Earlier this week, the discovery of gravitational waves by scientists working with the BICEP2 collaboration at the south pole made a huge impact in the media.
The discovery – the first ever glimpse of gravitational waves, ripples in spacetime predicted by Einstein, allows us to look back in time further than it was thought possible. It teaches us something fundamentally new about what happened a trillionth of a trillionth of a trillionth of a second after the big bang, and it could mean the beginning of a whole new era of astrophysics.
But the scientific community, along with the press, celebrated this discovery before it was submitted to an academic journal.
Discoveries in astrophysics are often published, like this paper was, on the preprint server arXiv.org. Papers can then be viewed by the scientific community before they undergo the peer review process. Some academics say that this allows a wider reaction to be gained more quickly.
“ArXiv allows for rapid dissemination of results to the community,” says Marc Kamionkowski, professor of Physics and Astronomy at John Hopkins University, Baltimore. “It is understood that, since arXiv is not refereed, that papers on arXiv come with a buyer beware clause.
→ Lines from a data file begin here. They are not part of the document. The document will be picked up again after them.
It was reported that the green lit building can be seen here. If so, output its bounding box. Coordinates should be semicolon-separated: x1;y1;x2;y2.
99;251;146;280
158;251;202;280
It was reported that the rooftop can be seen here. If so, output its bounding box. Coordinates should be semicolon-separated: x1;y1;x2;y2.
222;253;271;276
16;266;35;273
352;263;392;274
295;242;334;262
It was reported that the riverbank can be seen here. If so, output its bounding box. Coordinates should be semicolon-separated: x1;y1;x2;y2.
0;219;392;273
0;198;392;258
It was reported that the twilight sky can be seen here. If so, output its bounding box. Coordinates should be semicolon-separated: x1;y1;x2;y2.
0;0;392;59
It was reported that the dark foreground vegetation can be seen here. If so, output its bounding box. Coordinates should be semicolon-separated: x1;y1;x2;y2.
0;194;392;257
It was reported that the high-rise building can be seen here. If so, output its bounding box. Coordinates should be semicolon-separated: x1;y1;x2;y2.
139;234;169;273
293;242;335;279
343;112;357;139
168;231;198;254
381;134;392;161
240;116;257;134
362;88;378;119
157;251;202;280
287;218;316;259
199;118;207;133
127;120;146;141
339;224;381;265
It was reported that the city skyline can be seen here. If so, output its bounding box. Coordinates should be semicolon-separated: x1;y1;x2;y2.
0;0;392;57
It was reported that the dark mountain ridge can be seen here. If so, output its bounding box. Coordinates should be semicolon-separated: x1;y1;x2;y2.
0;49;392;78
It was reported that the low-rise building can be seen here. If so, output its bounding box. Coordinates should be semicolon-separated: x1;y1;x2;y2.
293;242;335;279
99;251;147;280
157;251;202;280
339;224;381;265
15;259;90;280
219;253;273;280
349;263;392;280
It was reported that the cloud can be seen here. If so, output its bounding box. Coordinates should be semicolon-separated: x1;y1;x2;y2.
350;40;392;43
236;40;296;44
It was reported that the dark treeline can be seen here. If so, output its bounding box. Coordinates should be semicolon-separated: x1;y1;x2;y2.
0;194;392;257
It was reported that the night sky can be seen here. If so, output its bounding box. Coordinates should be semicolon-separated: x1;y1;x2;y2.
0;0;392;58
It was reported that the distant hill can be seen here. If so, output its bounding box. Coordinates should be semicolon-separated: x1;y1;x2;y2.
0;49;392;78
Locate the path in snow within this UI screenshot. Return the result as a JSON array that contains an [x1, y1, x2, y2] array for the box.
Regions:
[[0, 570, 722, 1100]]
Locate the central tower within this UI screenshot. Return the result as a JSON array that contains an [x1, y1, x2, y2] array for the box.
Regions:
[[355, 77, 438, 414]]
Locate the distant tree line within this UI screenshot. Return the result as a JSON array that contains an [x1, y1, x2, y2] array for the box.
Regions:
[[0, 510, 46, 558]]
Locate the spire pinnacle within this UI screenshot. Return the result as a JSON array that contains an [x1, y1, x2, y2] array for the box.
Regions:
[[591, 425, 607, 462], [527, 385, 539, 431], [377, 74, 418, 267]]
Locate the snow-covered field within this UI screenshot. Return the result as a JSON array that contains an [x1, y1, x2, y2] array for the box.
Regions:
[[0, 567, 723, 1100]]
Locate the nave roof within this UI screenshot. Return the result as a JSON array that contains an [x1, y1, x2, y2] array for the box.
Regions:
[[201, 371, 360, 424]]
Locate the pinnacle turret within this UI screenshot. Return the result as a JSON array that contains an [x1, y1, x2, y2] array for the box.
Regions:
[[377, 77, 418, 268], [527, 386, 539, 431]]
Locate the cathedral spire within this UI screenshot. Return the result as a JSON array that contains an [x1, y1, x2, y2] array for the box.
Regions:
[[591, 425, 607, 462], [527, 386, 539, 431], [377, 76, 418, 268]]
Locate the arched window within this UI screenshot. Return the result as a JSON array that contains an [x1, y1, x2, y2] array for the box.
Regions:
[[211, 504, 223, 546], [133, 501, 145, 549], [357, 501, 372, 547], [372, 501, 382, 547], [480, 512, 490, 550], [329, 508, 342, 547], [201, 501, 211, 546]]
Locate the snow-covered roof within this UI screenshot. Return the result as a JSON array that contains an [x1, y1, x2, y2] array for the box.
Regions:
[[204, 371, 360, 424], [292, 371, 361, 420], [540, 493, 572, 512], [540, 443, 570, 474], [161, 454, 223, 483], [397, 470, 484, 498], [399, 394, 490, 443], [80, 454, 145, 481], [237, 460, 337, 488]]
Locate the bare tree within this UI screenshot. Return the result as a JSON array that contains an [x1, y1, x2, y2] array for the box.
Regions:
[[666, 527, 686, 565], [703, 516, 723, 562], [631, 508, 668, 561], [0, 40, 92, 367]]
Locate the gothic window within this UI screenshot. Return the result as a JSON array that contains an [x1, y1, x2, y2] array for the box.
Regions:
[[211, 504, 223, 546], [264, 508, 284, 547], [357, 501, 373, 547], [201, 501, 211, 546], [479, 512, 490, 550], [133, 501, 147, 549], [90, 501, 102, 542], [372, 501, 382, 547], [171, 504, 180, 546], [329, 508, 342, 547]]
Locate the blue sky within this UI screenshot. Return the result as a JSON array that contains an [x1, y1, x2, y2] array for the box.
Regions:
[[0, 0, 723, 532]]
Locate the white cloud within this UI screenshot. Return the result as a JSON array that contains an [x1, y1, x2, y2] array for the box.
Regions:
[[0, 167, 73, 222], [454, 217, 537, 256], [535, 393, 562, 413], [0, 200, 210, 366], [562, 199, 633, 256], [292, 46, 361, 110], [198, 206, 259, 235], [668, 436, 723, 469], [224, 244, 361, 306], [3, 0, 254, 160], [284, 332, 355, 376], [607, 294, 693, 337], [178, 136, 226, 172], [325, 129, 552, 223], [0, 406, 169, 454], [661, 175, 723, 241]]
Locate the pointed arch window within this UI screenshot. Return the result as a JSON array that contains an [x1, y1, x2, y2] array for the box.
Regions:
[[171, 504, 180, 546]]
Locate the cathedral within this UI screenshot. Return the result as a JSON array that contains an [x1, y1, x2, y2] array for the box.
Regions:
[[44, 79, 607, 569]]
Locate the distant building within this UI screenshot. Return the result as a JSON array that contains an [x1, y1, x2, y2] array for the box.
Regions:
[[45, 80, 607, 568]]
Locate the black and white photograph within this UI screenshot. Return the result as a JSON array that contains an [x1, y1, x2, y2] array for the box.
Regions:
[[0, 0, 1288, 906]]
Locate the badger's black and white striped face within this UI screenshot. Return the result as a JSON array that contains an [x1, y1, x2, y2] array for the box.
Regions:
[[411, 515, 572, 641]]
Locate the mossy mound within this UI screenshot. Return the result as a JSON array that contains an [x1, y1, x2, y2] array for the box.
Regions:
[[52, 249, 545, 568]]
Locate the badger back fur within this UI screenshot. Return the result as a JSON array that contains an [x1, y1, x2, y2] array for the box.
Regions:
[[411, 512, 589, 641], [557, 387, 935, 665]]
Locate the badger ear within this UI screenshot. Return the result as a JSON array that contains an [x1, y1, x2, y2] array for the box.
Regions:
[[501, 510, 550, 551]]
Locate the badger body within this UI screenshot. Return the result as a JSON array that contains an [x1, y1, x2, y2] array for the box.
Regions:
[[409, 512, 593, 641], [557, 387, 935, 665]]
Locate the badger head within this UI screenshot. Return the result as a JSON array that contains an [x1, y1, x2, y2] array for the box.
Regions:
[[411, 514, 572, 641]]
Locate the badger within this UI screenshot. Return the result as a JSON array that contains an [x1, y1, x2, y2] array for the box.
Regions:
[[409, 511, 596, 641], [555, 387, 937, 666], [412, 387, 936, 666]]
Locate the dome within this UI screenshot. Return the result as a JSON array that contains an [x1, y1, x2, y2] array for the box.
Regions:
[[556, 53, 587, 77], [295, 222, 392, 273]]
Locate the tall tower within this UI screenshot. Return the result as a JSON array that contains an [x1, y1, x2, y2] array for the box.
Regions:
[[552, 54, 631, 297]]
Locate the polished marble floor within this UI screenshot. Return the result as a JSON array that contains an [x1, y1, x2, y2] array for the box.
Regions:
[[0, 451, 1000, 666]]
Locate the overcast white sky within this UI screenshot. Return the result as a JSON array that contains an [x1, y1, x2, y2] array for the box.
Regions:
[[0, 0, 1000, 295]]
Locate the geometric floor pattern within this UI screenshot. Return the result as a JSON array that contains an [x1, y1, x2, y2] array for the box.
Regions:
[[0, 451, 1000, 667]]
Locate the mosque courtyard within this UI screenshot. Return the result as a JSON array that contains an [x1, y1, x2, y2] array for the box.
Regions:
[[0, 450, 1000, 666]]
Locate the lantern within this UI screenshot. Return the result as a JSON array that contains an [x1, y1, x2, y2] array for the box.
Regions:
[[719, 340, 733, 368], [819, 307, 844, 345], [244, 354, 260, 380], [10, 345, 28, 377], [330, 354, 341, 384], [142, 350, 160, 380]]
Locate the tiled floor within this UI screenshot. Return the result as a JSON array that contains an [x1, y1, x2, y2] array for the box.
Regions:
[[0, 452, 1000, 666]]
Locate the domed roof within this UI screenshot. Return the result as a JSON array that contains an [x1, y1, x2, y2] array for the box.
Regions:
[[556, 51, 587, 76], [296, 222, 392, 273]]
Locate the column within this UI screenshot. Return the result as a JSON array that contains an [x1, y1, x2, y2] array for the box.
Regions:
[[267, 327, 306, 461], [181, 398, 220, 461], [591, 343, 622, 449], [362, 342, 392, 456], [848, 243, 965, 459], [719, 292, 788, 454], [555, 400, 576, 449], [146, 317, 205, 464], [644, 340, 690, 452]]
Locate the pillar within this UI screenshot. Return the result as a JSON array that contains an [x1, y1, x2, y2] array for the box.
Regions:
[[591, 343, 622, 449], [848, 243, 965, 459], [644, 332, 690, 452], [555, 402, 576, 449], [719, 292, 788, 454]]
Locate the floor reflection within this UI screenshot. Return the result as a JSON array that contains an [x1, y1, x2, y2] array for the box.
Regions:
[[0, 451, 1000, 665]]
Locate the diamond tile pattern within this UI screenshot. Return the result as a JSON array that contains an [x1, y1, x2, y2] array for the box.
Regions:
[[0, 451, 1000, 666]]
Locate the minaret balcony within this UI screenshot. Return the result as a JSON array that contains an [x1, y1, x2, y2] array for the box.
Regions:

Even so, the quality control that is self-imposed by authors is impressive, and the vast majority of arXiv papers in astrophysics are then published without dramatic changes.”
Professor Kamionkowski believes arXiv to be a good thing, and that it does not change the peer review process. “Referees still read papers and judge them in much the same way that they did before arXiv”, he says.
He also thinks that the gravitational waves paper will undoubtedly be submitted, and accepted, to an academic journal very soon. “I think that this is an amazing discovery, the kind of thing that happens at most once every few decades.”